You might want to also check this soundtrack, for the series 'The Staircase', it's quite different to this one, but I like it a lot. https://vi-control.net/community/th...-jurriaans-the-staircase-series-score.126514/

Cheers,
Muziksculp


----------



## Wunderhorn (Jun 17, 2022)

The movie is just as unique and worth seeing. Totally crazy but meaningful at the same time.


----------



## Alchemedia (Jun 17, 2022)

muziksculp said:


> Hi @holywilly ,
> 
> You might want to also check this soundtrack, for the series '*The Staircase'*, it's quite different to this one, but I like it a lot. https://vi-control.net/community/th...-jurriaans-the-staircase-series-score.126514/
> 
> ...


The show was worth watching also. Colin Firth was excellent in the lead role.


----------



## muziksculp (Jun 17, 2022)

Alchemedia said:


> The show was worth watching also. Colin Firth was excellent in the lead role.


Yes, great cast. I did watch the series.


----------



## muziksculp (Jun 18, 2022)

This is an interesting article about son-lux and this score, (Spitfire's Magazine Section).

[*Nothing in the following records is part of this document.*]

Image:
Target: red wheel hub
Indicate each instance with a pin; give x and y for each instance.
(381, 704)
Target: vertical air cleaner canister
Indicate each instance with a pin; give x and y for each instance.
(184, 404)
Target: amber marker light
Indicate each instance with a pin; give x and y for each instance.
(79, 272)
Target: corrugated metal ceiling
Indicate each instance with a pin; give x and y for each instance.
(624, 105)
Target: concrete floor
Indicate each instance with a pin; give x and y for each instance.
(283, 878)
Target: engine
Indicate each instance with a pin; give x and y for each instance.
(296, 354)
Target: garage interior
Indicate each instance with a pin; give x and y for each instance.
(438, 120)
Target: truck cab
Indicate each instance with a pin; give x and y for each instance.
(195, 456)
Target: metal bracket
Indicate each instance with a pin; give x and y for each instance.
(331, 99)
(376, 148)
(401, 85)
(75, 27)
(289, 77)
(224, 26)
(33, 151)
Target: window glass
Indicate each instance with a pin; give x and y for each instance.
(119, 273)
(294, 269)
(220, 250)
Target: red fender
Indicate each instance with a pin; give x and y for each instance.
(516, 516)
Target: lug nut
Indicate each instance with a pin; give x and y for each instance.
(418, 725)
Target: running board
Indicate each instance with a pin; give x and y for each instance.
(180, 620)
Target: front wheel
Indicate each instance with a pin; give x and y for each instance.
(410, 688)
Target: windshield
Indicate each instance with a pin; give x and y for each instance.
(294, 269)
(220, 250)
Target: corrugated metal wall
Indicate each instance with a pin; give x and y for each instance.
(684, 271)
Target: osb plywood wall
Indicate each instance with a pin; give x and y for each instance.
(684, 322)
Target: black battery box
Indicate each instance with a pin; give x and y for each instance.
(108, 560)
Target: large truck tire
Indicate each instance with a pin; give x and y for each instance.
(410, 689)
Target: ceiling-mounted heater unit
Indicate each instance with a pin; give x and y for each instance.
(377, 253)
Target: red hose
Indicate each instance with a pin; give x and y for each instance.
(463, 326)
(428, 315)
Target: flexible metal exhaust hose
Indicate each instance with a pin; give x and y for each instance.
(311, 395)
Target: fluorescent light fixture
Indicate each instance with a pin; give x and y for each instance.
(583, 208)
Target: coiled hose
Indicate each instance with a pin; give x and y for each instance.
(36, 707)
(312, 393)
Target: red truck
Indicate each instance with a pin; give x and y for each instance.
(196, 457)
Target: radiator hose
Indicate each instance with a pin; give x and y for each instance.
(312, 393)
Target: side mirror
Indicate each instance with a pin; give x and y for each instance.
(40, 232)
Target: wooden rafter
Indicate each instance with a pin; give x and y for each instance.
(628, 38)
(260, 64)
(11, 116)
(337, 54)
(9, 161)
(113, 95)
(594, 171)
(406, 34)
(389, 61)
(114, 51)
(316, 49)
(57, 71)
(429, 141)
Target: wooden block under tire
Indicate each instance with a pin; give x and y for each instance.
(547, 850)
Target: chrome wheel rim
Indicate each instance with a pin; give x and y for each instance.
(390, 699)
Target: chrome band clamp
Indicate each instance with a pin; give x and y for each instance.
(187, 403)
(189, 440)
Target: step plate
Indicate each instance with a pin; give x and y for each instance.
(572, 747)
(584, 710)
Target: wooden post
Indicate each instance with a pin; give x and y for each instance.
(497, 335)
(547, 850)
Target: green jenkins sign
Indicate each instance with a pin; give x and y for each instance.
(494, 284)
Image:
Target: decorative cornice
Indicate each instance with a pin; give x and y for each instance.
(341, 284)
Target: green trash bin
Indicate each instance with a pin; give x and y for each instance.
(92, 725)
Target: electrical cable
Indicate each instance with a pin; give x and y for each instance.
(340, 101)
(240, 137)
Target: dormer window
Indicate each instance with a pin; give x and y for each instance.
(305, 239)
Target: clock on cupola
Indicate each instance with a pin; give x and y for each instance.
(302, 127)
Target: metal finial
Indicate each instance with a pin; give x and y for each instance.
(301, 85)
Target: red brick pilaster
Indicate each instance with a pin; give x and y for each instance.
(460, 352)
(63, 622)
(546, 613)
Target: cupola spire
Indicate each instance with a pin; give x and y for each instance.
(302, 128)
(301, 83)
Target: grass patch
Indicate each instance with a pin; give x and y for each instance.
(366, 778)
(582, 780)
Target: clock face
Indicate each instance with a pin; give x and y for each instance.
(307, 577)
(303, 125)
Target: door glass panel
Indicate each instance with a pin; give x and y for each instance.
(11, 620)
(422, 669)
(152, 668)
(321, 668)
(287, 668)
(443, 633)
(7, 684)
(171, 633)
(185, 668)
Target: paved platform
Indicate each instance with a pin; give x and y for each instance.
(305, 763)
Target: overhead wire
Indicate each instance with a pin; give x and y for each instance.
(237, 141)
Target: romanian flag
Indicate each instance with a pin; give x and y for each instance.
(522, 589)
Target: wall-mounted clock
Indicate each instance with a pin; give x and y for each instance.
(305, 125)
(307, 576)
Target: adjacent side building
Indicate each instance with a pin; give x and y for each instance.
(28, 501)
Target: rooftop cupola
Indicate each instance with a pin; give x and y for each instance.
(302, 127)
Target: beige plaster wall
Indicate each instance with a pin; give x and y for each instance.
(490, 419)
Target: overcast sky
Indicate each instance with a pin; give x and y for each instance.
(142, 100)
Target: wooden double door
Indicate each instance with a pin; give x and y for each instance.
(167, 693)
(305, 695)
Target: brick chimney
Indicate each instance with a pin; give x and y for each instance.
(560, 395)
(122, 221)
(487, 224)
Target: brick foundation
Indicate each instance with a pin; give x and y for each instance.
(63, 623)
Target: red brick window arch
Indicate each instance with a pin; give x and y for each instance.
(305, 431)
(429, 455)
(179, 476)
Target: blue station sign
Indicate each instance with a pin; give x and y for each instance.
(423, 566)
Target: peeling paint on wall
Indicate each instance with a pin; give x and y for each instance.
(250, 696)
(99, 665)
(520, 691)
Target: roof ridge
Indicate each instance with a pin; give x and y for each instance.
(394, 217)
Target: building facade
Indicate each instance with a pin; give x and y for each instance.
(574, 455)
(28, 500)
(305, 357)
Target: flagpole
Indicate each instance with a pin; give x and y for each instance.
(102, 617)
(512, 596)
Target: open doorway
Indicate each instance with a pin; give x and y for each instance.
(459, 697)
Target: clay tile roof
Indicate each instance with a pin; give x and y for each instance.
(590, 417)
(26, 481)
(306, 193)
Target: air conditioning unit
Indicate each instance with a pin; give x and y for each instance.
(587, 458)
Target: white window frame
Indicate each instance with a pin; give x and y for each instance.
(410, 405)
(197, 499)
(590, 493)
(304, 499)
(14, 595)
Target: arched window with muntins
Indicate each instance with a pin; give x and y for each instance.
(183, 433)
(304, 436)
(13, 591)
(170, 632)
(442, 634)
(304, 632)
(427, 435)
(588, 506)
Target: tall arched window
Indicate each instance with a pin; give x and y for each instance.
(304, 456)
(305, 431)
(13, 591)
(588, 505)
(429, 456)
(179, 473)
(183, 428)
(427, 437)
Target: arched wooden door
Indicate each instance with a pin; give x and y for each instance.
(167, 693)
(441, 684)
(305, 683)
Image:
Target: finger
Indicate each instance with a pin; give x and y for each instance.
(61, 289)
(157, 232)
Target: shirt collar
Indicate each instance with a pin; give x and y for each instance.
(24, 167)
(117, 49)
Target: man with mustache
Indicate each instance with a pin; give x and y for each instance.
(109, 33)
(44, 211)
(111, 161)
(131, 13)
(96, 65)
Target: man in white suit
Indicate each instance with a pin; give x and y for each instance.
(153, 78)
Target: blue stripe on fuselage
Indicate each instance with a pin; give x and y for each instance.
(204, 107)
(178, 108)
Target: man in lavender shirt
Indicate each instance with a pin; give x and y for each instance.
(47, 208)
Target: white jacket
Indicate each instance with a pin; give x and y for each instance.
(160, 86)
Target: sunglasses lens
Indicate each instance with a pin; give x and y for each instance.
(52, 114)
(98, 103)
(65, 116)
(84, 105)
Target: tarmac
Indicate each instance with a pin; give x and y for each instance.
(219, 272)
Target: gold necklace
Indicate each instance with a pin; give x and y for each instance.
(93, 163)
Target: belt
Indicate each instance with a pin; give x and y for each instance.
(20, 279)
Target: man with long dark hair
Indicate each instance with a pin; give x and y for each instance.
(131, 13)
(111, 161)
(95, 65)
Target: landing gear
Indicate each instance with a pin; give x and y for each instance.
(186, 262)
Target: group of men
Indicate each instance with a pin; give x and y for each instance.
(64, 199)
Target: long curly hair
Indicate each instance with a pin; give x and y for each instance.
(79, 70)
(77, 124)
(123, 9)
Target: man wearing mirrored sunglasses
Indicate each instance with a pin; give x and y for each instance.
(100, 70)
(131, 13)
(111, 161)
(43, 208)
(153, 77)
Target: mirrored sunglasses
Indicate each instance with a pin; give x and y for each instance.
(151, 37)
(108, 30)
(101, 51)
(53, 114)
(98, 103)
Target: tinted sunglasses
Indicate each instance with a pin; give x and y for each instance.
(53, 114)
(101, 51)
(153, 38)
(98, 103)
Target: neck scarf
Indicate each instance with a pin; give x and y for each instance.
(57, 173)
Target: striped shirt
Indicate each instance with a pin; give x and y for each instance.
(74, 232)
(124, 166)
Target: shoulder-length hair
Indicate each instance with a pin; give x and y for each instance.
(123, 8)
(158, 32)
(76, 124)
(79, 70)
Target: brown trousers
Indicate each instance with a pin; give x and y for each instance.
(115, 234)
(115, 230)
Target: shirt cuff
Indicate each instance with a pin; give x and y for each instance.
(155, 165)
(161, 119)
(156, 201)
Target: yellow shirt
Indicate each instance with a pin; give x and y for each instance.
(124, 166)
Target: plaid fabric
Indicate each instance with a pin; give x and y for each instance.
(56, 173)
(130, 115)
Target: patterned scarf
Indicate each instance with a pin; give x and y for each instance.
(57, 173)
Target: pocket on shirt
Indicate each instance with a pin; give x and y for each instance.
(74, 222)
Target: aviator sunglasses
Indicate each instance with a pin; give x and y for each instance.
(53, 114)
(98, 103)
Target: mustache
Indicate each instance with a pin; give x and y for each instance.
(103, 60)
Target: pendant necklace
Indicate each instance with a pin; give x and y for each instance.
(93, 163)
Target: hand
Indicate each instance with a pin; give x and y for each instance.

https://composer.spitfireaudio.com/...ltiverse-of-everything-everywhere-all-at-once


----------



## holywilly (Jun 19, 2022)

The best part of the score is the art to blend everything together to create this sonic phenomena. This is the type of score I’m always want to achieve, diverse, creative, complex and yet effective. I really want to know how they sequence the cues.


----------